AYURVEDA AND bones go together. This has been happening since ages and there is no ?bone? of contention among those practising or profiting from it. Animal bones, blood and flesh have been a part of Ayurveda therapy along with gold, silver, iron, zinc herbs and plant extracts.Updated: Jan 05, 2006 01:15 IST
AYURVEDA AND bones go together. This has been happening since ages and there is no ‘bone’ of contention among those practising or profiting from it.
Animal bones, blood and flesh have been a part of Ayurveda therapy along with gold, silver, iron, zinc herbs and plant extracts.
The therapy written hundreds of years ago is taught and practised till today.
The book ‘Dravya Gun Vigya’ at the library of State Ayurvedic College tells much about the medicinal value of animal extracts. The book, written by Acharya Priyavat Sharma of Varanasi, has several chapters on use of animal parts.
“In Sasrut Sanhita there are four means for making medicine. One is Jantav Dravya (animal based). It describes use of various animal parts for treatment of different problems,” said principal of Ayurvedic College Dr RS Yadav.

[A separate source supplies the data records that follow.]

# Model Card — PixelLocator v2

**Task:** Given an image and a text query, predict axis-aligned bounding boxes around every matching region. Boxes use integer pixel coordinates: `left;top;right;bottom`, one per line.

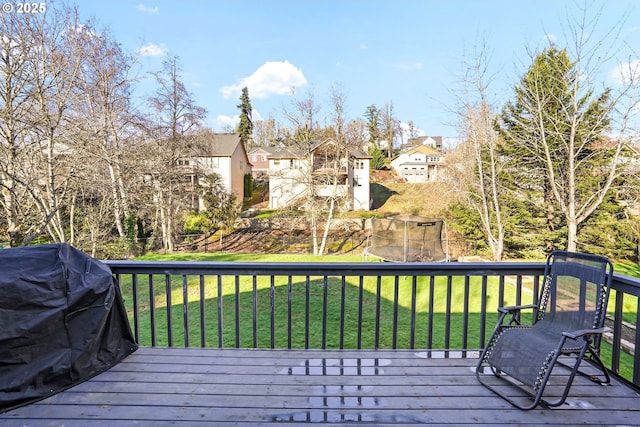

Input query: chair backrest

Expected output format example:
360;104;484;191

536;251;613;344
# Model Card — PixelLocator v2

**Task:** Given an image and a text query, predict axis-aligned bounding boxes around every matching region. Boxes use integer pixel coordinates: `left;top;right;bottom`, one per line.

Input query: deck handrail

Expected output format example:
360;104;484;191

105;260;640;386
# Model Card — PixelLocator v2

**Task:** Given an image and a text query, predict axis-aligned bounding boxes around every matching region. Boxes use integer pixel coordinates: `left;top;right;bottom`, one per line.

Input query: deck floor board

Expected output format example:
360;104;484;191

0;348;640;427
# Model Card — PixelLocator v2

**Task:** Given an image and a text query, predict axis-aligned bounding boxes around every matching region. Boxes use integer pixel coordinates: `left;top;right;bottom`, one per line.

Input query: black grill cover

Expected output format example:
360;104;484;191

0;244;137;412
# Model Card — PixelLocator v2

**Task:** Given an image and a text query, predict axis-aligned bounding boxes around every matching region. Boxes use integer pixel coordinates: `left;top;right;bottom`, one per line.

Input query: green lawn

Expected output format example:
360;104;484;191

122;253;638;380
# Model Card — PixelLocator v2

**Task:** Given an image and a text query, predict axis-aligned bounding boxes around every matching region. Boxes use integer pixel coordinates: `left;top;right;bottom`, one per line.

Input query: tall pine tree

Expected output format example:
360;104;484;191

499;47;619;251
236;86;253;146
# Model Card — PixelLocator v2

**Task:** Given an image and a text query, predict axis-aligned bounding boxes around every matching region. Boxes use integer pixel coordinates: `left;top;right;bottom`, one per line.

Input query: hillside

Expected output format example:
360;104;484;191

200;171;451;254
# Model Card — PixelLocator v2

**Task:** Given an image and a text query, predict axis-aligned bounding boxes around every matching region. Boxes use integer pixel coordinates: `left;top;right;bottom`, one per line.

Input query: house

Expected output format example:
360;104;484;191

Animals were classified in four categories viz. Jarayuj (humans and animals), Andaj (birds), Swedaj (insects) and Udbhij (animals who lived below earth), and they had different uses, said Devendra Nath Mishra, professor of Paediatrics at the Ayurveda College.
Not just bones but the saliva and blood of many animals were also helpful in making medicines and all this was there in the scripts, Prof Mishra argued saying use of animal parts was nothing new.

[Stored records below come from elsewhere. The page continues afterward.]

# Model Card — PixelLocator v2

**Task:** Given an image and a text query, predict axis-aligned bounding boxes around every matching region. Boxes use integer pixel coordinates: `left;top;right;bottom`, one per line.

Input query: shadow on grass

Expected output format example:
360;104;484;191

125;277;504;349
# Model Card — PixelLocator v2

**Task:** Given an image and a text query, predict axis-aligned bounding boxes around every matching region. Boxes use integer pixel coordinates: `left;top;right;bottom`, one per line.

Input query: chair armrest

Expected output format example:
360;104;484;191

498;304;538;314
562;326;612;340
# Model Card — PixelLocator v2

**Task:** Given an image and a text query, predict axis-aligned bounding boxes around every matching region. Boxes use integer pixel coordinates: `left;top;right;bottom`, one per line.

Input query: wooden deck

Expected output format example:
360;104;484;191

He said peacock’s feather (Mayur Puch Bhasma) was a perfect ingredient in medicines for cough and respiratory problems.
“Goat’s testicles are used to counter impotency in men while its legs remove general weakness. Bull’s bile is collected by ayurveda practitioners to help patients suffering from indigestion,” Prof Mishra said.
Dr Yadav said people in countries like China particularly practised animal food according to the deformity in their body. “They eat that very body part of the animal which organ in their body is not functioning properly and this is written in their ancient texts. Is this not medication?” he asked.
Supporters of this ancient ‘pathy’ put up several other reasons for using bones and other animal abstracts. On the contrary, practitioners of modern medicine term such mixture as needless.
They stated since benefit from a medicine depended upon the capacity of the body to adapt, it should be given in a suitable form.
Said Prof KK Pant of the Pharmocology department at the King George’s Medical University, “body requires elements like calcium or iron but there is no need to give them as powdered bone or iron. They can be given as elementary abstract also.”
“A weak or sick body doesn’t absorbs all that is given even in elementary form, then what would be the ratio of absorption when it is given through powdered items like gold, silver and bones,” said another KGMU teacher Dr Sanjay Khatri.
However, Dr Ramesh Chandra, former dean of faculty of ayurveda of Lucknow University had something interesting to say.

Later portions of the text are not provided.